Poland is on the verge of implementing the second Consumer Credit Directive. We are talking about Directive 2023/2225 of October 18, 2023, on consumer credit (CCD II). The draft implementing act was published in July 2025. Since then, there has been public discussion of the provisions of the proposed act. One of the most widely commented instruments is the sanction of free credit, or in some cases “donated” credit.

Already today, the current Consumer Credit Act regulates the right of lenders to submit a so-called declaration of use of the free credit sanction and to refuse to pay interest and commissions on the credit granted.

The number of court cases brought by borrowers is growing at a double-digit rate, and law firms specializing in pursuing claims under the SKD are intensifying their activities. According to data from the lending sector, the number of court cases concerning SKD at the end of the third quarter of 2025 exceeded 19,000, which is another sign of growing regulatory and procedural pressure on lenders.

The proposed consumer credit bill, implementing the CCD2 Directive, radically restructures the sanctions system. It replaces the existing uniform SKD formula with a three-tier model aimed at increasing proportionality and eliminating abuse on both sides of the process.

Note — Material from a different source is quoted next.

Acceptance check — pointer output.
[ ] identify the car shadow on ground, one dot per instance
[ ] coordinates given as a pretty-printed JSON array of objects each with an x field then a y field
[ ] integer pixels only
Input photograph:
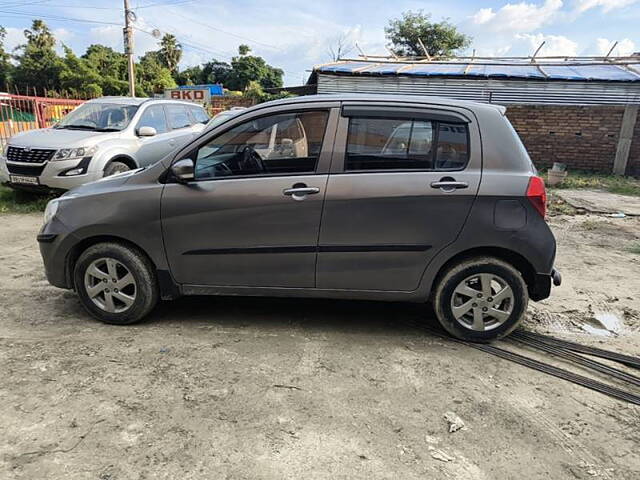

The CCD2 Directive imposes a general obligation on Member States to establish sanctions for infringements of national consumer credit legislation. These must be “effective, proportionate, and dissuasive,” but CCD2 does not specify a detailed model for sanctions. This means that national legislators may vary their scope, provided that they ensure effective consumer protection, but they cannot limit themselves to imposing administrative penalties. Sanctions must also be applied in consumer-lender relations.

The rules adopted in the Polish draft law significantly change the paradigm of the current free credit sanction.

Three variants of sanctions in the draft law

In the event of a violation of the regulations by the lender, the draft bill provides for three types of sanctions – from the most severe (gifted credit), through the classic free credit sanction, to a partial sanction.

The most far-reaching effect is provided for by the donated credit sanction, i.e., a situation in which the consumer does not repay the principal, interest, or costs. This applies to the most serious violations related to granting credit without an explicit request from the consumer or applying the presumption of the consumer’s consent to conclude the agreement. This is a completely new, most severe form of sanction provided for in the draft consumer credit law.

Another type of sanction is the free credit sanction, which has been more precisely regulated and applies, among other things, in the event of failure to assess creditworthiness or doing so in a manner contrary to the consumer’s interests, exceeding the maximum non-interest costs, or the absence of required elements of the agreement (APR, repayment rules, right of withdrawal, etc.). In light of market data, it is precisely these violations that currently form the basis of most consumer lawsuits against lenders.

The legislator is also introducing a partial free credit sanction, whereby the customer, after submitting a statement, repays only the principal and half of the interest. This solution is inspired by the principle of proportionality and the latest case law of the Court of Justice of the European Union (CJEU).

The CJEU judgment of February 13, 2025 (C-472/23), in which the Court stated that the national court should examine whether the infringements of the provisions of the Act had a real impact on the consumer’s decision, indicating that the sanction cannot be disproportionate to the infringement. This thesis of the judgment departs from the previous extremely formalistic interpretation, according to which almost every violation of the content of a consumer credit agreement, regardless of its nature, resulted in the classic sanction of free credit. At the same time, it strengthens the arguments of lenders regarding abuse of law and the need to balance the interests of the parties.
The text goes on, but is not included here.